Daiwa Prorex XR 702LFS
Daiwas Antwort auf leichtes Raubfischangeln. Sensibel, leicht und mit Fuji-Ringen bestückt — ein echtes Upgrade zur Ninja X.
Erster Eindruck
Die Prorex XR ist Daiwas Mid-Range-Serie für Raubfischangler, die mehr wollen als die Ninja X, aber nicht gleich 200+ Euro ausgeben möchten. Die 702LFS-Variante ist das Barsch-Spezialmesser der Serie: 213cm Länge, 5-21g Wurfgewicht, Light/Fast Action. Perfekt zugeschnitten auf Finesse-Techniken.
Beim Auspacken fällt sofort das geringe Gewicht auf. 115 Gramm für eine 2,13m-Rute — das ist beeindruckend. Der HVF Nanoplus Blank fühlt sich knackig an, die Spitze reagiert auf kleinste Bewegungen. Hier merkt man sofort den Unterschied zur Budget-Klasse.
Verarbeitung
Fuji SiC Ringe in einer Rute unter 110 Euro — das ist ein echtes Statement. Die Ringe laufen perfekt, kein Einschneiden der Geflochtenen, minimale Reibung. Allein die Beringung rechtfertigt den Aufpreis zur Ninja X.
Der geteilte EVA-Griff ist Geschmackssache, aber funktional einwandfrei. Die Blank-Touch-Sektion zwischen den Griffteilen sorgt für direkten Kontakt zum Blank — gut für die Bisserkennung. Der Rollenhalter sitzt fest, die Steckverbindung ist passgenau.
Die Wicklungen sind tadellos, die Lack-Beschichtung gleichmäßig. Insgesamt eine Verarbeitung, die man eher in der 150-Euro-Klasse erwartet.
Am Wasser
Am Kanal mit Drop Shot und 7cm No-Action-Shads entfaltet die 702LFS ihr volles Potenzial. Die sensible Spitze zeigt jeden Zupfer, jeden Kontakt mit dem Grund.
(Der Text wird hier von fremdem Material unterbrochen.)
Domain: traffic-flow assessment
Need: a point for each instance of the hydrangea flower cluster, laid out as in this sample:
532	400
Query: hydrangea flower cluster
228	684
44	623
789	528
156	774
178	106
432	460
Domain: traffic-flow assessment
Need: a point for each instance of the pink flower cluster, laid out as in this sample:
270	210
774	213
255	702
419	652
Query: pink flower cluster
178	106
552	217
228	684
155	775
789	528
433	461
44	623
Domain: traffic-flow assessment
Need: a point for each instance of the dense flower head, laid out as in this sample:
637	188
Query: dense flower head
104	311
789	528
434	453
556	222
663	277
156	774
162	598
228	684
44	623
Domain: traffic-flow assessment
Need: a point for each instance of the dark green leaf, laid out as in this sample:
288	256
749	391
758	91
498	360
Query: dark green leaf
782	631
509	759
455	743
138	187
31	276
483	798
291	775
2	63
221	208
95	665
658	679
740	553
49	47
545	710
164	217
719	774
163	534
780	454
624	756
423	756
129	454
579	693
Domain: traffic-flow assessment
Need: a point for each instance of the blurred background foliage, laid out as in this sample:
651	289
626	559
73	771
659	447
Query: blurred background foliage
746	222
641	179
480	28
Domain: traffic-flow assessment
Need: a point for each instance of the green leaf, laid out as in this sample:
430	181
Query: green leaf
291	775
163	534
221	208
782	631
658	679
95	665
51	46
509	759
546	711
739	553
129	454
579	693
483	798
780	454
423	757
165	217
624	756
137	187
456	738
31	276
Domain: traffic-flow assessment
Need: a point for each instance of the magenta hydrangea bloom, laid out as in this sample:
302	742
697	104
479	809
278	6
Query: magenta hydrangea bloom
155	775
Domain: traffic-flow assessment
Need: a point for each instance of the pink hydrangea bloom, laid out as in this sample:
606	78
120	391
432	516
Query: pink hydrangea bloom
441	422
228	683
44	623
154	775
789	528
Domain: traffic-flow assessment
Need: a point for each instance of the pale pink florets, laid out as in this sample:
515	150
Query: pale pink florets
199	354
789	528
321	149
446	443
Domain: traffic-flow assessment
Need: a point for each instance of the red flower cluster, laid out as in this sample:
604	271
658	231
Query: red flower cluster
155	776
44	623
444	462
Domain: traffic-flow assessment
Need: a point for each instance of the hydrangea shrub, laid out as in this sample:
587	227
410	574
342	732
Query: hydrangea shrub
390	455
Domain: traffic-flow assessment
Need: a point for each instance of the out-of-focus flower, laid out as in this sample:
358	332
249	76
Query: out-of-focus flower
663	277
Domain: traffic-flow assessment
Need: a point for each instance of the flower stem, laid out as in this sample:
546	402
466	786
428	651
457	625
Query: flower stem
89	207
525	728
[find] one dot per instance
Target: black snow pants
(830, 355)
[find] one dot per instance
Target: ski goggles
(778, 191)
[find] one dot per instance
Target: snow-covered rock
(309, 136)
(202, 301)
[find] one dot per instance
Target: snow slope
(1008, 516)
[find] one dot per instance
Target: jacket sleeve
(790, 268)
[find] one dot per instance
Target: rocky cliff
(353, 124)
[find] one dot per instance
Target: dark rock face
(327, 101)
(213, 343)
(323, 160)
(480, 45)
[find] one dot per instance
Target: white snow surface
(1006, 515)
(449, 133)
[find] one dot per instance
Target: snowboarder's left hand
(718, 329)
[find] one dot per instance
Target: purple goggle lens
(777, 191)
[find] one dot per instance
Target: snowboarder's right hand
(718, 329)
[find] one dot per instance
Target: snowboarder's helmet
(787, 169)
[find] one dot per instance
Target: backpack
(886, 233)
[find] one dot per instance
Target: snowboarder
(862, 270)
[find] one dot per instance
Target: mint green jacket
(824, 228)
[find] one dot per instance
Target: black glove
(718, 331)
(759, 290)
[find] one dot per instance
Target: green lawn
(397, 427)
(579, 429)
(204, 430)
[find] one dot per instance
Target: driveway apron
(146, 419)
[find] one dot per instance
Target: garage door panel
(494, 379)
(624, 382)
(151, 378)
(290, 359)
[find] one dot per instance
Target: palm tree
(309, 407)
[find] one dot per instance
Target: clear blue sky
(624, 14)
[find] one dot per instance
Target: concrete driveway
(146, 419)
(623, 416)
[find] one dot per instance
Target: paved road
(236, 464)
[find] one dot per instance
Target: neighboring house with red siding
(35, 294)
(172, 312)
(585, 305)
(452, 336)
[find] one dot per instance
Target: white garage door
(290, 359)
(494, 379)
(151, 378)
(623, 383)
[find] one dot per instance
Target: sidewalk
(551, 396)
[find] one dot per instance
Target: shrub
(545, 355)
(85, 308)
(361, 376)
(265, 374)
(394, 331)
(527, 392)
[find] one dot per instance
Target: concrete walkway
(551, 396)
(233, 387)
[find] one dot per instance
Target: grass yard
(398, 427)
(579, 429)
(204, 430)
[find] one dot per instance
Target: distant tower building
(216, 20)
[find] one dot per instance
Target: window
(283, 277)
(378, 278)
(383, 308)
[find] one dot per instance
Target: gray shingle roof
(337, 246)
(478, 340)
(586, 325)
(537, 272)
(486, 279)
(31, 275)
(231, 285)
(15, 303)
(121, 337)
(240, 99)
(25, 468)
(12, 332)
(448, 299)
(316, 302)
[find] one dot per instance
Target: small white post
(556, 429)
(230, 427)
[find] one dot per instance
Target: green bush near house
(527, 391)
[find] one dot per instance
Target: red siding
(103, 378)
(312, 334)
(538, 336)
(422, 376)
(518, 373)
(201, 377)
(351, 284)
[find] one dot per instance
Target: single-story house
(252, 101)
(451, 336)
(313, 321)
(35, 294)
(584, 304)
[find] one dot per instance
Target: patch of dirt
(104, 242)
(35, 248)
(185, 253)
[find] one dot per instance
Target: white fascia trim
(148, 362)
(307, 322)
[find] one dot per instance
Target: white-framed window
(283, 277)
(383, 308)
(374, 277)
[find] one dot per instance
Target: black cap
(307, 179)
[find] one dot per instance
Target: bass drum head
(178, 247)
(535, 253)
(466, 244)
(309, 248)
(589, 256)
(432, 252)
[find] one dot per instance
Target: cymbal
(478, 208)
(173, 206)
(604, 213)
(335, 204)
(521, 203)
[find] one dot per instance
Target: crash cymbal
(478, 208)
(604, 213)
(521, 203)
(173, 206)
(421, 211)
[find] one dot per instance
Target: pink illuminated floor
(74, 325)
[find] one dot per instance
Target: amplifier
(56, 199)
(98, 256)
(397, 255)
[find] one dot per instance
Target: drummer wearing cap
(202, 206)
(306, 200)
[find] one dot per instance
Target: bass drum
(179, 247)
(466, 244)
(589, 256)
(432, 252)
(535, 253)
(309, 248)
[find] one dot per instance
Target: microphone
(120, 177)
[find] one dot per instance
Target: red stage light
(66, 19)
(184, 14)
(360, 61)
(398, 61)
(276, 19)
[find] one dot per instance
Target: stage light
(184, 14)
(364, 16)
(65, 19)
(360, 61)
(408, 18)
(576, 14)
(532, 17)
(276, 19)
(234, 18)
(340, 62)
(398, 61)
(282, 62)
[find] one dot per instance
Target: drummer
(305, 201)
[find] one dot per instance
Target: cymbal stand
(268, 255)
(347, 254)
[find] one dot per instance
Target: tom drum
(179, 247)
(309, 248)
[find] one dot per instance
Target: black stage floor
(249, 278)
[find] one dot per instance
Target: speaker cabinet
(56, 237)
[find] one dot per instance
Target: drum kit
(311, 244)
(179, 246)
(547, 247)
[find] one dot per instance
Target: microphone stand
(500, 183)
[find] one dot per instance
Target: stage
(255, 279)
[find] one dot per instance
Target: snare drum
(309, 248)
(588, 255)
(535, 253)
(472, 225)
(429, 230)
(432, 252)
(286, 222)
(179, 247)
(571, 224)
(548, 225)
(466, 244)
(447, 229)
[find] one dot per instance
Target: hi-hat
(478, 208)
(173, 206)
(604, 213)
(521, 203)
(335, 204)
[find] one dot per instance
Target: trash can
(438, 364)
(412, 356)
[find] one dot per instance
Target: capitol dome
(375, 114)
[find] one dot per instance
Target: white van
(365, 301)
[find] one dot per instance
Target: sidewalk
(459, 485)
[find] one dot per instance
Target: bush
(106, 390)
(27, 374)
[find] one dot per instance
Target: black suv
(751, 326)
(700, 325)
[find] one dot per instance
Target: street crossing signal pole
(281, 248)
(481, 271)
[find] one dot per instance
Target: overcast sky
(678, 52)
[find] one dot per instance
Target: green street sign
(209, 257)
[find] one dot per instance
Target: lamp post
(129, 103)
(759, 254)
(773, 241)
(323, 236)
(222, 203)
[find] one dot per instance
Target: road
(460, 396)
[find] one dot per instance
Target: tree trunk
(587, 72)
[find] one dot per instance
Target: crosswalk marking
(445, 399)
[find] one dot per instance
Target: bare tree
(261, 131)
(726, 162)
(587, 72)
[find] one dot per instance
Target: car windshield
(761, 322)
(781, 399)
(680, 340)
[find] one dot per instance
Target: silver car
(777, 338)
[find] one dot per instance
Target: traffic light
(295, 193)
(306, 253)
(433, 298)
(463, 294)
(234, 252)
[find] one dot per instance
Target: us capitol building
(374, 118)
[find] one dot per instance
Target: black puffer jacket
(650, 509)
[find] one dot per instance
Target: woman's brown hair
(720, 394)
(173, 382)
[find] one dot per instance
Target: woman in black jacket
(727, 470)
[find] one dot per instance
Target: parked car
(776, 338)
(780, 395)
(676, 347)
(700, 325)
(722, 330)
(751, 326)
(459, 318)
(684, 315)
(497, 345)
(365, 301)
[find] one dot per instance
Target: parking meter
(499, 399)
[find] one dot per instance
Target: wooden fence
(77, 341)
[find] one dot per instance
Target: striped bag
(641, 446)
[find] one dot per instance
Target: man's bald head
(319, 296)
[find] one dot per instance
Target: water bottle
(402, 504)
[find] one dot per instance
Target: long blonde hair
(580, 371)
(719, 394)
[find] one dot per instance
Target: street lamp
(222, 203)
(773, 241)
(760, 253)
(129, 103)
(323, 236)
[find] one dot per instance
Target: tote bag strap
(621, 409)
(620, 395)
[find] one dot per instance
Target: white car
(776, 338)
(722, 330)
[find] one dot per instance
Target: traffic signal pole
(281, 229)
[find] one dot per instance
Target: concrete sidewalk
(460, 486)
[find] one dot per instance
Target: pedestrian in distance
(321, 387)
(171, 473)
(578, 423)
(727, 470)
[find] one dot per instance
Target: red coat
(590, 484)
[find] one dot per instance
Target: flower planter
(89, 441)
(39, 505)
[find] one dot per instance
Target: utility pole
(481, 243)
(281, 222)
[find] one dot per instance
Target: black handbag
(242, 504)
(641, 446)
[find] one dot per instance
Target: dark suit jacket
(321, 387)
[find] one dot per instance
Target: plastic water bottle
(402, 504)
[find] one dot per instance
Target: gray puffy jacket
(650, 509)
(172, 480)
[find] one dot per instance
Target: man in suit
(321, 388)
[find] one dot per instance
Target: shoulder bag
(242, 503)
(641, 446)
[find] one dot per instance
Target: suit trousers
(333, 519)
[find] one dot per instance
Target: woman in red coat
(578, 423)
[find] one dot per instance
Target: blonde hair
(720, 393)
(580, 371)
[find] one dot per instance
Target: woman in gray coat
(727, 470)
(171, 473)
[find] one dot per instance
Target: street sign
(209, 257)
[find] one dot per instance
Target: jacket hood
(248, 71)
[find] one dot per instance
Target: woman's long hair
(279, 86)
Barschbisse, die man mit steiferen Ruten schlicht übersieht, kommen hier klar durch.
Mit 7-10g Jigköpfen und kleinen Gummis auf Zander am See funktioniert die Rute ebenfalls hervorragend. Die Fast Action sorgt für präzise Anhiebe, das leichte Gewicht für ermüdungsfreies Fischen. Ein 55er Zander im Drill zeigt: Auch wenn die Rute leicht ist, hat sie genug Rückgrat für mittlere Fische.
Beim Twitchen von kleinen Wobblern bis 8cm macht die Prorex richtig Spaß. Die schnelle Spitzenaktion überträgt jeden Impuls direkt auf den Köder. Die Wurfpräzision ist deutlich besser als bei der Ninja X — engere Spots lassen sich gezielt anwerfen.
Die Grenzen zeigen sich bei Ködern über 18g. Ab da wird der Blank zu weich, Anhiebe kommen nicht mehr sauber durch. Auch für Hecht mit großen Ködern ist die 702LFS schlicht zu leicht ausgelegt.
Was sagen andere?
Die Prorex XR hat sich in der Barsch-Community schnell einen Namen gemacht. Viele Angler sehen sie als "Preis-Leistungs-Tipp des Jahres" für leichtes Raubfischangeln. Die Fuji-Beringung wird durchgehend gelobt.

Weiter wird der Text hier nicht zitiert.